So I'm trying to figure out given a linear transformation $T$ how to find a plane that $T$ maps onto itself. One way to state this problem is solving for vectors $u$ and $v$ such that $T(uv)=(uv)\lambda$ where $\lambda$ is two by two and $(uv)$ is the $n\times2$ matrix whose columns are $u$ and $v$. This is clearly an analogue to eigenvalues and eigenvectors, so I tried to come up with a polynomial that will give me $\lambda$ so we can then solve for $u$ and $v$, as we do with eigenvectors. Of course, we will get a different $\lambda$ if we choose a different basis of the same plane, so really we want to solve for $\lambda$ up to similarity.
What I came up with is $$T(uv)=(uv)\lambda\implies \det|T^2-tr(\lambda)T+\det(\lambda)I|=0$$ where $tr(\lambda)$ is the trace. This is a single polynomial in 4 variables, which is a little concerning. I wonder whether some additional clever algebra could give another equation. Alternatively, maybe this one constraint is enough to give $\lambda$ up to similarity.

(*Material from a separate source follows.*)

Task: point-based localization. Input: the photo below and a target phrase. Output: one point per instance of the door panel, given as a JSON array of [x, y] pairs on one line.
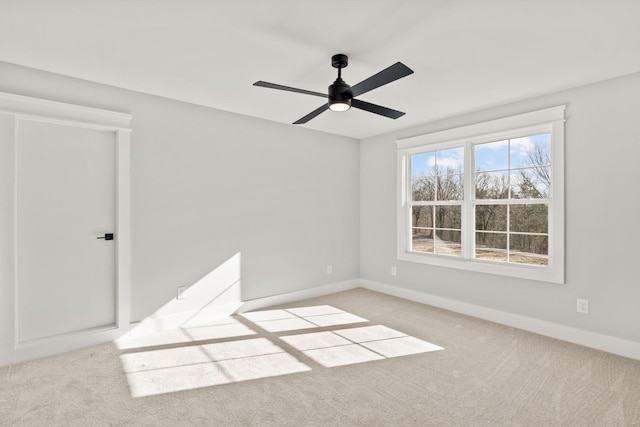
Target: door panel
[[65, 200]]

At this point I tried to find an answer online. What I found is that there is a theory of generalized eigenspaces, but they take a totally different approach. I found a couple textbooks that talk about this, but their approach is completely different. Can anyone explain how the approach I took here fits into the bigger picture?
Edit: I want to point out that typically a fixed plane is not spanned by eigenvectors. For example, $T$ might rotate a plane. In that case no single vector is fixed, but the entire plane is.
Your linear transformation is represented by a matrix $A$ such that $T(V) = AV$
If $U$ and $V$ are two linearly independent eighenvectors of $A$ with eigenvalues $\lambda _1$ and $\lambda _2$ respectively, then $$T(\alpha U + \beta V) = A( \alpha U + \beta V) = \alpha AU + \beta AV = (\alpha \lambda_1)U + ( \beta \lambda_2)V$$
That is the plane spanned by $U$ and $V$ maps to itself under the linear transformation.